Luton isn’t a massive airport, and it’s not one I’ve flown from before. This goes part of the way to explaining why we massively under-budgeted for time in terms of actually getting to the airport, arriving horrendously late (about 25 minutes before the flight was due to leave, and 5 minutes after the gate had closed!) I’ve seen enough airport-based reality TV shows to know that once the gate is closed, you’re scuppered. Still, we decided to try our luck with the assistance desk. After being initially chastised for our utter lack of planning, the man behind the desk radioed a colleague to come and help us out. Apparently there was a whole lot else going on at the other end of the radio because it turned out they’d actually convinced the airline to hold the plane for us – yes, actually stop it from taking off – until we arrived. We were rushed through security, with the assistance guy helping us load and unload our bags onto the conveyor belt more quickly, and even giving me a hand with my shoes.

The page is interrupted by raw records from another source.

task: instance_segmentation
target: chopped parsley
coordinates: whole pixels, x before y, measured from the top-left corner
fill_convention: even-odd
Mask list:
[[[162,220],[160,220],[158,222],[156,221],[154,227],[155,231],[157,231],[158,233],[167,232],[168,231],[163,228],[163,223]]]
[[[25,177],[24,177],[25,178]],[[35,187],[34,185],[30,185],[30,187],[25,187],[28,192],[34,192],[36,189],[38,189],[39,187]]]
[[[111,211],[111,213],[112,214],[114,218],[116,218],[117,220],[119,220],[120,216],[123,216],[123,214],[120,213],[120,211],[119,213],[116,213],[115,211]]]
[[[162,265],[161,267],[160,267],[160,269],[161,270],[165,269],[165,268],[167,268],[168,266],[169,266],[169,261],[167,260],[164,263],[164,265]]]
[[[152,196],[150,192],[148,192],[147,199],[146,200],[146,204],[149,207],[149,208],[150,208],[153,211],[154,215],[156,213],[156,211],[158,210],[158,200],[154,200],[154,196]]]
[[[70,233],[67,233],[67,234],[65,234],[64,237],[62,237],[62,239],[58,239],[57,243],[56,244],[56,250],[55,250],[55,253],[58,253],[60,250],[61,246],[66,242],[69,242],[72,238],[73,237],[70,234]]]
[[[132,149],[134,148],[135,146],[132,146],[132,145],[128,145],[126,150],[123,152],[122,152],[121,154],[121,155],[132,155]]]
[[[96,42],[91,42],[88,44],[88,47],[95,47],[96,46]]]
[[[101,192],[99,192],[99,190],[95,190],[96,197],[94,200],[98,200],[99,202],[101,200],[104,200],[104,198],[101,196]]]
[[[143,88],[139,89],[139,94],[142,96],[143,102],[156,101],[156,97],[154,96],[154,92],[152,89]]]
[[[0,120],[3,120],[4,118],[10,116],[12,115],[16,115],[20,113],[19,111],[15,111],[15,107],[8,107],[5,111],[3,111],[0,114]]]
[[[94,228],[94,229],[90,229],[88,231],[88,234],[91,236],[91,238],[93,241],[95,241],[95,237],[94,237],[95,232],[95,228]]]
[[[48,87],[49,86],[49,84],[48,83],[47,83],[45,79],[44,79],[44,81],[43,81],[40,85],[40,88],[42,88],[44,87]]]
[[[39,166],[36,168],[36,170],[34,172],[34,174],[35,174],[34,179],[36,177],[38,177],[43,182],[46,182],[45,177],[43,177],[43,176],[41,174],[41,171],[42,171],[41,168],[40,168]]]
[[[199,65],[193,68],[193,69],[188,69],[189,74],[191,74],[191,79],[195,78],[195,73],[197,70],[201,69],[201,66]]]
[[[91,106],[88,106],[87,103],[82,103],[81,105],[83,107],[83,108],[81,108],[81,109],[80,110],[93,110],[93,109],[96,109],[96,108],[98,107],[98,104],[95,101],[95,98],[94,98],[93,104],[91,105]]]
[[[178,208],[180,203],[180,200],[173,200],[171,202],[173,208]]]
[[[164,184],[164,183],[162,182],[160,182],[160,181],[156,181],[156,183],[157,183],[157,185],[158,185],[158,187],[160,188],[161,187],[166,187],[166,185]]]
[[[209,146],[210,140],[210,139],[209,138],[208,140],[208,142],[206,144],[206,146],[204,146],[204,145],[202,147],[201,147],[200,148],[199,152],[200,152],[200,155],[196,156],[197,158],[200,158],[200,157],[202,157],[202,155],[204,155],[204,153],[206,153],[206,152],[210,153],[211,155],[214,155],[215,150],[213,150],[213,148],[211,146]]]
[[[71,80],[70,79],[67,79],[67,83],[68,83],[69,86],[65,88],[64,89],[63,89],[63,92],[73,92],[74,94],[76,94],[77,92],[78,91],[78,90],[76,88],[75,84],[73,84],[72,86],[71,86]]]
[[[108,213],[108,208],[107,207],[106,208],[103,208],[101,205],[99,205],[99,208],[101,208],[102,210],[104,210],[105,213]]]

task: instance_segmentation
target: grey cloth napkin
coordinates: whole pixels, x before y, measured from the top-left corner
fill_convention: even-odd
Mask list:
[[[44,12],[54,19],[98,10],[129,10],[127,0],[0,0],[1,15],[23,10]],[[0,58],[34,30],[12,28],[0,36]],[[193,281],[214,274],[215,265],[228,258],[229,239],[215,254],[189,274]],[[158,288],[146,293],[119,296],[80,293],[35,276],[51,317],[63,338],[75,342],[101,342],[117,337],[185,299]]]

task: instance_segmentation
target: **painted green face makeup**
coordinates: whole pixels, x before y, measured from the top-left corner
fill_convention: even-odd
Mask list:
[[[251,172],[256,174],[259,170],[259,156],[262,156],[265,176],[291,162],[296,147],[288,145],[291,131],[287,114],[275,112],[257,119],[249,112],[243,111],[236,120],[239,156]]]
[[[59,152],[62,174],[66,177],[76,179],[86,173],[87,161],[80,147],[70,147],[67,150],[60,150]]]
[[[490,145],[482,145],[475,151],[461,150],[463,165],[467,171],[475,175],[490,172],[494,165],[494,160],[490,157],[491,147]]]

By the time we got to the gate the ambilift was there waiting for us to load me straight onto the plane. The whole attitude was massively “can-do” and really made the anxiety of almost missing our flight a lot easier to deal with.

Both on embarking at the beginning of my holiday and disembarking at the end (back in Luton again), I found the staff to be very attentive and courteous, asking if I had any pain or balance issues, and checking what the best way to lift me was. They arrived at the plane promptly on my return despite it landing 20 minutes early, so I didn’t have to spend ages sat in the cabin by myself. They were very careful and treated me with respect and compassion, rather than as a piece of luggage to be hauled around. I have to say that it was a bit of a revelation in terms of the experience you could potentially have when using an aeroplane. Furthermore, it was leagues ahead of the service I received at Schiphol in Amsterdam, where they carried me down the stairs in full view of a large waiting room full of people, and would not allow my partner to travel in the minibus from the gate to the plane with me for “health and safety reasons.”

Obviously there is still much that can be improved with regard to wheelchair users and aeroplanes. I do think, though, that the team who helped me on and off the plane at Luton Airport managed exceptionally well within the constraints they had upon them. Even though it’s a 3 hour drive (which I can now say with some certainty) from where I live, I will definitely be looking at Luton again if the service is always this good.